Con al menos 100,000 tortugas gigantes - 10 veces más que con lo que cuenta Galápagos-, Aldabra es valorada por los biólogos por ser un ecosistema dominado por los reptiles, algo que no ha sido visto en ningún otro lugar del mundo desde el tiempo de los dinosaurios.
El aislamiento hace de la vida salvaje de Aldabra mucho más audaz.
Los chotacabras de Aldabra hacen sus nidos en el suelo y sin ningún temor me permiten tenderme justo al lado de ellos con mi cámara.
Una pequeña y elegante ave, con grandes pies y rojizo plumaje acecha la maleza. Lindsay se refiere a ella como rascón de garganta blanca (Rascón de Cuvier), la última ave no voladora del océano Índico.

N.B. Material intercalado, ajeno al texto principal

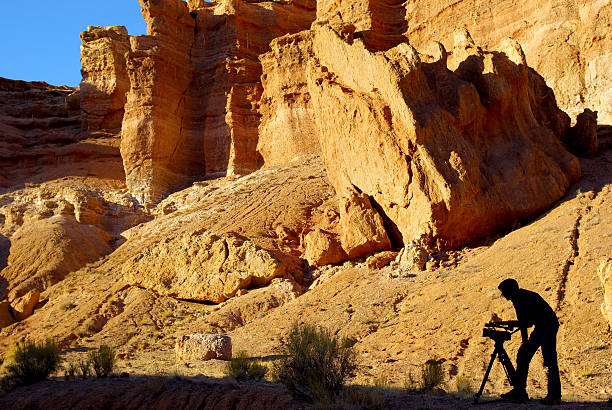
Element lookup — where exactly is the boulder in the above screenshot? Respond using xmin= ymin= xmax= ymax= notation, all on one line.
xmin=204 ymin=279 xmax=303 ymax=331
xmin=175 ymin=333 xmax=232 ymax=361
xmin=304 ymin=27 xmax=580 ymax=249
xmin=302 ymin=228 xmax=347 ymax=267
xmin=11 ymin=289 xmax=40 ymax=321
xmin=122 ymin=231 xmax=287 ymax=303
xmin=338 ymin=191 xmax=391 ymax=259
xmin=599 ymin=258 xmax=611 ymax=329
xmin=366 ymin=251 xmax=398 ymax=270
xmin=395 ymin=241 xmax=428 ymax=272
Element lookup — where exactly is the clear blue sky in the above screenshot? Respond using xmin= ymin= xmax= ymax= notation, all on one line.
xmin=0 ymin=1 xmax=148 ymax=87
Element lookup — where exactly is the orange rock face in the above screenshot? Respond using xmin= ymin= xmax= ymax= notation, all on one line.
xmin=402 ymin=0 xmax=611 ymax=124
xmin=259 ymin=26 xmax=580 ymax=248
xmin=80 ymin=26 xmax=130 ymax=133
xmin=121 ymin=0 xmax=197 ymax=203
xmin=0 ymin=78 xmax=81 ymax=188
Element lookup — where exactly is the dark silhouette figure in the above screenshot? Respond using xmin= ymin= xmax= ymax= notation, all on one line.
xmin=498 ymin=279 xmax=561 ymax=405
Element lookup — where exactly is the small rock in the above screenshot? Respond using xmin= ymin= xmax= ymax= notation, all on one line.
xmin=175 ymin=334 xmax=232 ymax=362
xmin=11 ymin=289 xmax=40 ymax=321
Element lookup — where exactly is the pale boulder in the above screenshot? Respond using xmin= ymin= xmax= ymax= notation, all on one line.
xmin=395 ymin=241 xmax=428 ymax=272
xmin=175 ymin=334 xmax=232 ymax=361
xmin=11 ymin=289 xmax=40 ymax=321
xmin=302 ymin=229 xmax=347 ymax=267
xmin=122 ymin=231 xmax=287 ymax=303
xmin=339 ymin=191 xmax=391 ymax=259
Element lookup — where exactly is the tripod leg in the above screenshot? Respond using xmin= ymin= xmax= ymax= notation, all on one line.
xmin=497 ymin=347 xmax=517 ymax=387
xmin=474 ymin=349 xmax=498 ymax=403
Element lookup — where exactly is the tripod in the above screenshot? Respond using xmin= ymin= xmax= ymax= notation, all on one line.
xmin=473 ymin=338 xmax=517 ymax=404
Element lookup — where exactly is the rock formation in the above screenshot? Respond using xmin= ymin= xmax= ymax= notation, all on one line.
xmin=121 ymin=0 xmax=197 ymax=204
xmin=566 ymin=109 xmax=599 ymax=157
xmin=0 ymin=78 xmax=82 ymax=188
xmin=80 ymin=26 xmax=131 ymax=133
xmin=122 ymin=230 xmax=288 ymax=303
xmin=260 ymin=25 xmax=581 ymax=249
xmin=1 ymin=215 xmax=112 ymax=301
xmin=316 ymin=0 xmax=407 ymax=51
xmin=175 ymin=333 xmax=232 ymax=361
xmin=116 ymin=0 xmax=316 ymax=203
xmin=401 ymin=0 xmax=611 ymax=124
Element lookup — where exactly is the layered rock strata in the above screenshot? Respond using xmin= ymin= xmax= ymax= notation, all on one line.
xmin=117 ymin=0 xmax=316 ymax=202
xmin=0 ymin=78 xmax=81 ymax=188
xmin=80 ymin=26 xmax=130 ymax=132
xmin=316 ymin=0 xmax=407 ymax=51
xmin=122 ymin=230 xmax=288 ymax=303
xmin=121 ymin=0 xmax=198 ymax=204
xmin=402 ymin=0 xmax=611 ymax=123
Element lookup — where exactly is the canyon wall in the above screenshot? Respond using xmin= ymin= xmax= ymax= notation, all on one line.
xmin=403 ymin=0 xmax=611 ymax=124
xmin=258 ymin=24 xmax=582 ymax=249
xmin=80 ymin=26 xmax=131 ymax=133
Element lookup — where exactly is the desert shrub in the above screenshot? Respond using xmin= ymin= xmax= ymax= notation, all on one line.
xmin=64 ymin=361 xmax=77 ymax=380
xmin=455 ymin=375 xmax=474 ymax=396
xmin=274 ymin=323 xmax=357 ymax=403
xmin=226 ymin=351 xmax=268 ymax=380
xmin=88 ymin=345 xmax=115 ymax=378
xmin=3 ymin=339 xmax=62 ymax=386
xmin=78 ymin=359 xmax=90 ymax=379
xmin=60 ymin=301 xmax=76 ymax=311
xmin=421 ymin=358 xmax=445 ymax=391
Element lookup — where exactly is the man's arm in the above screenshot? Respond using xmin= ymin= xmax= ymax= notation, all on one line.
xmin=520 ymin=327 xmax=528 ymax=344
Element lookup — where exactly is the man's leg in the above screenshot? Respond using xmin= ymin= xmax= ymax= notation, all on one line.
xmin=540 ymin=326 xmax=561 ymax=401
xmin=514 ymin=330 xmax=541 ymax=393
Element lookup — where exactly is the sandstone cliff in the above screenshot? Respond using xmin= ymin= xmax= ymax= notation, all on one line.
xmin=258 ymin=25 xmax=581 ymax=248
xmin=80 ymin=26 xmax=130 ymax=133
xmin=403 ymin=0 xmax=611 ymax=124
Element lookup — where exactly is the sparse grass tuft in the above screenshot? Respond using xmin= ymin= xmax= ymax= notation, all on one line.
xmin=88 ymin=345 xmax=116 ymax=378
xmin=403 ymin=369 xmax=420 ymax=391
xmin=78 ymin=359 xmax=90 ymax=379
xmin=340 ymin=385 xmax=384 ymax=409
xmin=455 ymin=375 xmax=474 ymax=396
xmin=225 ymin=351 xmax=268 ymax=380
xmin=372 ymin=375 xmax=392 ymax=390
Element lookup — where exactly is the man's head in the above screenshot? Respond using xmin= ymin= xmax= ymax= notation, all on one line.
xmin=498 ymin=278 xmax=519 ymax=300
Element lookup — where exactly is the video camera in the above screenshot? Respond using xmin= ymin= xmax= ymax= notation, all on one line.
xmin=482 ymin=320 xmax=520 ymax=342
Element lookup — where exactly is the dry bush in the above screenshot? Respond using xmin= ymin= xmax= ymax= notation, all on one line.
xmin=225 ymin=351 xmax=267 ymax=380
xmin=421 ymin=358 xmax=445 ymax=391
xmin=2 ymin=339 xmax=61 ymax=386
xmin=88 ymin=345 xmax=115 ymax=378
xmin=455 ymin=375 xmax=474 ymax=396
xmin=274 ymin=323 xmax=357 ymax=403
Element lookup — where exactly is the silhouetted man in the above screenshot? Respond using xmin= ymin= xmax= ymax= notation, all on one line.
xmin=498 ymin=279 xmax=561 ymax=405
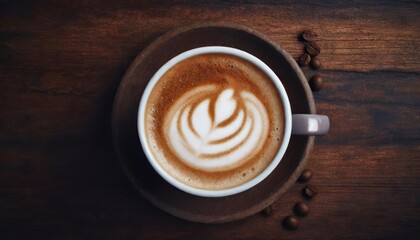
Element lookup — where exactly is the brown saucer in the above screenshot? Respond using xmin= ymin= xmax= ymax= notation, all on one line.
xmin=112 ymin=23 xmax=316 ymax=223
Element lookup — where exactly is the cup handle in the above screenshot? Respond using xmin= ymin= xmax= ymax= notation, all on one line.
xmin=292 ymin=114 xmax=330 ymax=135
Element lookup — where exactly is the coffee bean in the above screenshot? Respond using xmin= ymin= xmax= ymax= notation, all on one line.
xmin=262 ymin=205 xmax=272 ymax=216
xmin=302 ymin=185 xmax=318 ymax=199
xmin=283 ymin=215 xmax=299 ymax=230
xmin=309 ymin=74 xmax=324 ymax=92
xmin=301 ymin=30 xmax=318 ymax=42
xmin=294 ymin=202 xmax=310 ymax=216
xmin=298 ymin=53 xmax=311 ymax=67
xmin=298 ymin=169 xmax=313 ymax=182
xmin=305 ymin=42 xmax=321 ymax=56
xmin=310 ymin=57 xmax=322 ymax=69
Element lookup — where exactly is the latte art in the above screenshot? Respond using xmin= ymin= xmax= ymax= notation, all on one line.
xmin=165 ymin=85 xmax=269 ymax=172
xmin=144 ymin=53 xmax=284 ymax=190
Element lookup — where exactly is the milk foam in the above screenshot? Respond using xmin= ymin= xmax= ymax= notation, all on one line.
xmin=164 ymin=85 xmax=269 ymax=172
xmin=145 ymin=53 xmax=285 ymax=190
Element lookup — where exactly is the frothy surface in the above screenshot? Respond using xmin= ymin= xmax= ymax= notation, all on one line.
xmin=145 ymin=53 xmax=284 ymax=190
xmin=166 ymin=86 xmax=269 ymax=172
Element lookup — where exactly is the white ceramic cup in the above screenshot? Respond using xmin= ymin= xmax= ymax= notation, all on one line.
xmin=138 ymin=46 xmax=329 ymax=197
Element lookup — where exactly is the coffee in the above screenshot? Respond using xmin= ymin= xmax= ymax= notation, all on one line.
xmin=144 ymin=53 xmax=284 ymax=190
xmin=305 ymin=42 xmax=321 ymax=56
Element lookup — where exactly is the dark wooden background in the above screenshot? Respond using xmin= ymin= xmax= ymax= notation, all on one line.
xmin=1 ymin=1 xmax=419 ymax=239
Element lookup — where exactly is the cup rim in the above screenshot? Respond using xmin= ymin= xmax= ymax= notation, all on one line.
xmin=138 ymin=46 xmax=292 ymax=197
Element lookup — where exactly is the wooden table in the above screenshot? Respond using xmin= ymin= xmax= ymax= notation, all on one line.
xmin=1 ymin=1 xmax=419 ymax=239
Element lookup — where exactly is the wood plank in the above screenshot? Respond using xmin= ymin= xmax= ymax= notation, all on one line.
xmin=2 ymin=146 xmax=417 ymax=239
xmin=1 ymin=1 xmax=420 ymax=74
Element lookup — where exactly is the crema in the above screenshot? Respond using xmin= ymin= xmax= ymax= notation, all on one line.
xmin=144 ymin=53 xmax=284 ymax=190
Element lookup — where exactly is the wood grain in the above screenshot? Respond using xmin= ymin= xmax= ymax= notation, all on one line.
xmin=1 ymin=0 xmax=419 ymax=239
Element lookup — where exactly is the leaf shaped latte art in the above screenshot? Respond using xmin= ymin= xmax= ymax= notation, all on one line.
xmin=164 ymin=85 xmax=269 ymax=172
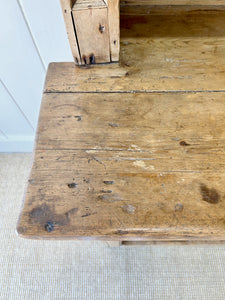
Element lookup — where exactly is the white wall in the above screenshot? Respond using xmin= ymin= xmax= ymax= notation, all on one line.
xmin=0 ymin=0 xmax=73 ymax=152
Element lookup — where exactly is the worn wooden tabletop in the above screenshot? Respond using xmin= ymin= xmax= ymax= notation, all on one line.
xmin=17 ymin=10 xmax=225 ymax=242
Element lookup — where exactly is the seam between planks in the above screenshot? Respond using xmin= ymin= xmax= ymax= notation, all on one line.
xmin=44 ymin=90 xmax=225 ymax=94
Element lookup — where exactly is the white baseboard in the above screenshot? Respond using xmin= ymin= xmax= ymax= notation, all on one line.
xmin=0 ymin=136 xmax=34 ymax=152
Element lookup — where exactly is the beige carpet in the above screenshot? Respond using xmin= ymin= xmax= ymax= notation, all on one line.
xmin=0 ymin=154 xmax=225 ymax=300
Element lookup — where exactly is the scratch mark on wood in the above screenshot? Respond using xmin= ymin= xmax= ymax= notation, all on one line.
xmin=89 ymin=156 xmax=107 ymax=170
xmin=103 ymin=181 xmax=114 ymax=185
xmin=65 ymin=208 xmax=78 ymax=220
xmin=108 ymin=122 xmax=119 ymax=127
xmin=81 ymin=212 xmax=97 ymax=218
xmin=75 ymin=115 xmax=82 ymax=121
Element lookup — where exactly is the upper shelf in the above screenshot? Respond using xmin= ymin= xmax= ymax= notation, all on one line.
xmin=45 ymin=11 xmax=225 ymax=93
xmin=121 ymin=0 xmax=225 ymax=5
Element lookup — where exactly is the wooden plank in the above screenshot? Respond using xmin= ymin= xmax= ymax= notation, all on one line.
xmin=121 ymin=5 xmax=225 ymax=15
xmin=60 ymin=0 xmax=81 ymax=64
xmin=36 ymin=92 xmax=225 ymax=151
xmin=72 ymin=0 xmax=111 ymax=64
xmin=45 ymin=12 xmax=225 ymax=92
xmin=73 ymin=0 xmax=107 ymax=10
xmin=121 ymin=0 xmax=225 ymax=5
xmin=17 ymin=91 xmax=225 ymax=241
xmin=122 ymin=240 xmax=225 ymax=245
xmin=107 ymin=0 xmax=120 ymax=61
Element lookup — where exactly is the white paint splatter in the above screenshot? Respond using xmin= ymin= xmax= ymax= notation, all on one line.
xmin=133 ymin=160 xmax=155 ymax=170
xmin=129 ymin=144 xmax=142 ymax=151
xmin=86 ymin=150 xmax=98 ymax=154
xmin=165 ymin=57 xmax=174 ymax=63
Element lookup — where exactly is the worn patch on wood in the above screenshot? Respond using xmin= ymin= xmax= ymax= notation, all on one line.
xmin=133 ymin=160 xmax=155 ymax=170
xmin=121 ymin=204 xmax=136 ymax=214
xmin=175 ymin=203 xmax=184 ymax=212
xmin=200 ymin=184 xmax=220 ymax=204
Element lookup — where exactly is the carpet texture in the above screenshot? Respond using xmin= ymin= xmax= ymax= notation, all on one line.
xmin=0 ymin=153 xmax=225 ymax=300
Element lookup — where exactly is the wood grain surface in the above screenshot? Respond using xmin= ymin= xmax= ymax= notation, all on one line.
xmin=60 ymin=0 xmax=81 ymax=64
xmin=45 ymin=12 xmax=225 ymax=93
xmin=107 ymin=0 xmax=120 ymax=62
xmin=17 ymin=11 xmax=225 ymax=242
xmin=17 ymin=91 xmax=225 ymax=241
xmin=72 ymin=0 xmax=111 ymax=64
xmin=121 ymin=0 xmax=225 ymax=5
xmin=120 ymin=5 xmax=225 ymax=16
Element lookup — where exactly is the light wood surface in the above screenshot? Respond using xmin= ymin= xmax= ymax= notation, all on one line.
xmin=17 ymin=10 xmax=225 ymax=243
xmin=45 ymin=12 xmax=225 ymax=92
xmin=60 ymin=0 xmax=225 ymax=65
xmin=121 ymin=5 xmax=225 ymax=15
xmin=72 ymin=0 xmax=111 ymax=64
xmin=73 ymin=0 xmax=106 ymax=10
xmin=17 ymin=91 xmax=225 ymax=241
xmin=121 ymin=0 xmax=225 ymax=5
xmin=60 ymin=0 xmax=120 ymax=64
xmin=60 ymin=0 xmax=81 ymax=64
xmin=107 ymin=0 xmax=120 ymax=61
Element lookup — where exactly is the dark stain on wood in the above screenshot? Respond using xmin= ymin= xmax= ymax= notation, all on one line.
xmin=103 ymin=180 xmax=115 ymax=185
xmin=62 ymin=115 xmax=72 ymax=119
xmin=200 ymin=184 xmax=220 ymax=204
xmin=29 ymin=204 xmax=52 ymax=223
xmin=75 ymin=115 xmax=82 ymax=121
xmin=45 ymin=222 xmax=54 ymax=232
xmin=83 ymin=56 xmax=87 ymax=65
xmin=121 ymin=204 xmax=136 ymax=214
xmin=116 ymin=230 xmax=129 ymax=235
xmin=28 ymin=179 xmax=35 ymax=185
xmin=98 ymin=193 xmax=124 ymax=203
xmin=180 ymin=141 xmax=190 ymax=146
xmin=108 ymin=122 xmax=119 ymax=127
xmin=89 ymin=54 xmax=95 ymax=65
xmin=83 ymin=178 xmax=90 ymax=183
xmin=99 ymin=24 xmax=105 ymax=33
xmin=81 ymin=212 xmax=97 ymax=218
xmin=65 ymin=208 xmax=78 ymax=220
xmin=68 ymin=182 xmax=78 ymax=188
xmin=29 ymin=204 xmax=71 ymax=229
xmin=175 ymin=203 xmax=184 ymax=212
xmin=81 ymin=212 xmax=92 ymax=218
xmin=98 ymin=194 xmax=111 ymax=201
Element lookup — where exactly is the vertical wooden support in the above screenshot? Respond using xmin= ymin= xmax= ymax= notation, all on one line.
xmin=60 ymin=0 xmax=81 ymax=64
xmin=106 ymin=0 xmax=120 ymax=62
xmin=60 ymin=0 xmax=120 ymax=65
xmin=72 ymin=0 xmax=111 ymax=64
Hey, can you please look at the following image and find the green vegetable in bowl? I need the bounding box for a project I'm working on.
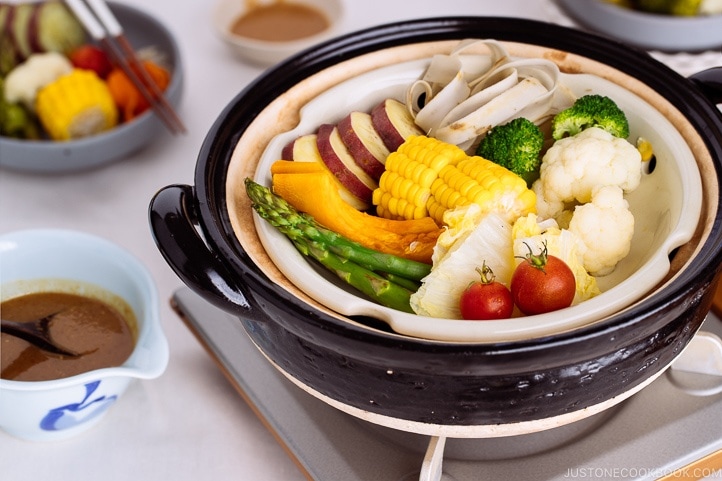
[606,0,722,16]
[551,94,630,141]
[0,77,40,139]
[245,178,431,313]
[636,0,702,15]
[475,117,544,186]
[0,102,40,139]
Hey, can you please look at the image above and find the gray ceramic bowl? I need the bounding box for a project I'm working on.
[558,0,722,51]
[0,3,183,174]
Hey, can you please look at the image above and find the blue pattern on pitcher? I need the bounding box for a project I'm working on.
[40,381,117,431]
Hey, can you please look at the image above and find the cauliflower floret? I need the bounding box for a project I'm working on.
[568,185,634,276]
[533,126,642,219]
[532,180,565,221]
[4,52,73,110]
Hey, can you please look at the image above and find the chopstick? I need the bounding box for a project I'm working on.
[64,0,186,135]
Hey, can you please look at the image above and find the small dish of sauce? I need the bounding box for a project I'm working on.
[213,0,343,65]
[1,286,137,382]
[230,1,330,42]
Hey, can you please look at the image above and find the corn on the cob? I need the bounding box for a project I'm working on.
[636,137,654,163]
[373,135,536,225]
[373,135,467,221]
[36,69,118,140]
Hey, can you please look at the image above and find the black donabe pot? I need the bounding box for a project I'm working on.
[150,18,722,437]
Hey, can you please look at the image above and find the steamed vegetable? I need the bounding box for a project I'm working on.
[410,205,515,319]
[0,12,15,76]
[373,135,537,226]
[245,178,423,312]
[510,242,576,315]
[0,77,40,139]
[0,1,86,75]
[69,44,113,79]
[3,52,72,110]
[632,0,703,14]
[533,127,642,221]
[0,2,177,142]
[0,100,40,139]
[568,185,635,276]
[406,39,563,151]
[531,126,641,276]
[609,0,722,15]
[512,214,600,304]
[106,60,171,122]
[551,94,630,140]
[270,160,442,264]
[246,38,649,320]
[475,117,545,185]
[459,263,514,320]
[36,69,118,140]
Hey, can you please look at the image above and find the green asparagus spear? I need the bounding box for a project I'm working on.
[289,233,415,313]
[378,272,421,292]
[245,178,421,312]
[245,178,431,281]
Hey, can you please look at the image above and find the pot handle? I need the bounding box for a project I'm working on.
[149,184,260,318]
[689,66,722,105]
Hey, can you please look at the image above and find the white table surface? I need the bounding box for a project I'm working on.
[1,1,720,480]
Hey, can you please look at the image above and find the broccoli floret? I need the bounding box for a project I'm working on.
[476,117,544,185]
[0,77,41,139]
[551,94,630,141]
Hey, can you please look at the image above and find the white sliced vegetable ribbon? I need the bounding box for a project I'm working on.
[435,77,549,149]
[406,39,562,151]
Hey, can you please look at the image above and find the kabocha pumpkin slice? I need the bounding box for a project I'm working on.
[270,161,442,263]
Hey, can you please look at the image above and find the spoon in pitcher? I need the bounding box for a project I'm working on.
[1,315,80,357]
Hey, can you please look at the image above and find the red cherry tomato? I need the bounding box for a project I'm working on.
[459,263,513,320]
[510,242,576,315]
[69,45,113,79]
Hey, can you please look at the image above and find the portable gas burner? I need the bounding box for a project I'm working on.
[171,287,722,481]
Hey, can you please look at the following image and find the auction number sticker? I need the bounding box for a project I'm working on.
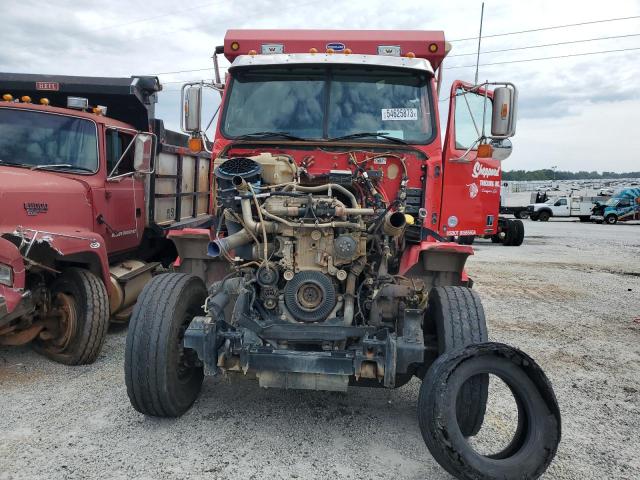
[381,108,418,121]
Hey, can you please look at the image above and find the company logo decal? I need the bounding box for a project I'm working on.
[447,215,458,228]
[35,82,59,91]
[467,183,479,199]
[326,42,345,52]
[471,161,500,178]
[24,202,48,216]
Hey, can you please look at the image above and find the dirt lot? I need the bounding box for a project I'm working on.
[1,219,639,480]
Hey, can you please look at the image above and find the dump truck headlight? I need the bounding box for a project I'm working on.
[0,263,13,286]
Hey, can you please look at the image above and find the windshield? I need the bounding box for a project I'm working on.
[605,198,619,207]
[0,108,98,172]
[222,66,434,143]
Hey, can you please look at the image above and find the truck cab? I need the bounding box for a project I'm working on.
[0,74,212,364]
[593,188,640,224]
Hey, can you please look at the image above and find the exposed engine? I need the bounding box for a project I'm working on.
[195,152,428,388]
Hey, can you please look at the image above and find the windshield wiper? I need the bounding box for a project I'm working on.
[233,131,309,141]
[31,164,94,173]
[327,132,409,145]
[0,159,30,168]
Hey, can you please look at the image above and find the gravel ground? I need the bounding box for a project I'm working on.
[1,219,639,480]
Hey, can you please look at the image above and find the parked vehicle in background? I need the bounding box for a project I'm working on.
[591,188,640,224]
[0,73,212,364]
[528,194,605,222]
[124,29,560,480]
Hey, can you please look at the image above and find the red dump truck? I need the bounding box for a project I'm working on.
[124,30,560,479]
[0,73,212,364]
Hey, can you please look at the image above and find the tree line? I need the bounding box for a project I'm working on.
[503,169,640,181]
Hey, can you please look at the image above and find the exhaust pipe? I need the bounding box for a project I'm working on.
[207,228,253,258]
[383,212,407,237]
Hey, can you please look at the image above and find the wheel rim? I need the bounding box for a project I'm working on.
[42,292,77,354]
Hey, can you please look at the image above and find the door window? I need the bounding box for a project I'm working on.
[554,198,567,206]
[454,89,491,150]
[106,129,135,176]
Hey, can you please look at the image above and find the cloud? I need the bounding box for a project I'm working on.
[2,0,640,171]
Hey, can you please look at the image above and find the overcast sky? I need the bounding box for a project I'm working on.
[2,0,640,172]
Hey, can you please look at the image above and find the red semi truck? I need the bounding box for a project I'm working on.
[126,30,560,479]
[0,74,212,364]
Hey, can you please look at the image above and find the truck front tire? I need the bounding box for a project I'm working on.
[423,286,488,437]
[605,214,618,224]
[34,268,109,365]
[125,273,206,417]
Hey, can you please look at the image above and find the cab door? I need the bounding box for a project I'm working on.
[102,128,145,253]
[440,81,502,239]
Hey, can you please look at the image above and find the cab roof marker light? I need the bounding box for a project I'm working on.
[21,95,32,103]
[39,98,50,105]
[377,45,401,56]
[67,97,88,110]
[2,93,13,101]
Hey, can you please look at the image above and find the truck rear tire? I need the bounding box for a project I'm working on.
[507,219,525,247]
[34,268,109,365]
[418,343,561,480]
[423,286,488,437]
[538,211,550,222]
[125,273,206,417]
[514,210,528,219]
[457,235,475,245]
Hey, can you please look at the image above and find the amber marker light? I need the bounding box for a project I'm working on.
[248,49,257,56]
[326,48,335,54]
[230,41,240,51]
[477,144,493,158]
[309,47,318,54]
[188,136,203,153]
[405,52,416,58]
[343,48,352,55]
[21,95,32,103]
[2,94,13,101]
[429,43,438,53]
[39,98,50,105]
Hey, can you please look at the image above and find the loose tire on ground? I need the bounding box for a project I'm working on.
[538,211,551,222]
[125,273,206,417]
[34,268,109,365]
[422,286,488,437]
[418,342,561,480]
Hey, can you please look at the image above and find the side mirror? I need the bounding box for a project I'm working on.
[134,133,154,173]
[491,86,518,137]
[183,85,202,133]
[490,138,513,161]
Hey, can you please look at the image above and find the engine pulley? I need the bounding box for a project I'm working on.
[284,271,336,322]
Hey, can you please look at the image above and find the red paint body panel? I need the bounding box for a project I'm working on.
[439,80,501,238]
[0,237,25,315]
[0,102,145,296]
[224,30,447,68]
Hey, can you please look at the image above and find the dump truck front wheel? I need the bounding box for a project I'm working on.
[125,273,206,417]
[34,268,109,365]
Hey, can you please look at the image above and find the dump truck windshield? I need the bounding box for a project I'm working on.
[222,66,434,143]
[0,108,98,172]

Un día veo que cuando un rascón descubre a un bebé de tortuga gigante -más pequeño que mi palma- e intenta picotearlo. La tortuga bebé hace lo que las tortugas suelen hacer en estos casos: se resguarda dentro de su caparazón hasta que el rascón pierde interés.
Necesitará evitar no sólo a los rascones, sino también a las dos especies de cangrejos de tierra que viven en Aldabra; incluyendo al cangrejo de los cocoteros, con una apertura total de más de un metro y un peso de más de cuatro kilos y medio.
A la noche, los cangrejos invaden mi alojamiento, lo que me lleva a aprender a cargar una antorcha conmigo.
En excursiones a la laguna y a lo largo de la costa poblada de manglares, veo fragatas, chorlitos cangrejeros, garcetas dimórfica, garcitas azuladas y muchos más tiburones.
En el momento de estoa de marea, es difícil distinguir entre mar abierto y la laguna.
Siento como si estuviera en otro mundo, un lugar en le que se ha dejado que la naturaleza tome su propio curso.
El agua brilla, la arena es tan blanca como las nubes que están en el cielo y el bosque cruje cuando cangrejos y tortugas patrullan.
Seychelles protege al atolón de Aldabra, subsidiando a la base de guardaparques e instalaciones científicas con los ingresos del Vallée de Mai -otro sitio catalogado por la Unesco como Patrimonio Mundial, ubicado en la isla de Praslun-, al cual los turistas sí tienen fácil acceso.
Es ahí, en el Vallée de Mai, donde crece el coco doble, único en el mundo, llamado coco-de-mer: el árbol que produce la mayor semilla del reino vegetal.
Y aunque probablemente no lo sepan, esos viajeros que visitan el Vallée de Mai están pagando para mantener a Aldabra libre de visitantes y como un refugio que mantiene a salvo a una particular colección de plantas y animales que muy pocas personas tendrán la oportunidad de ver jamás.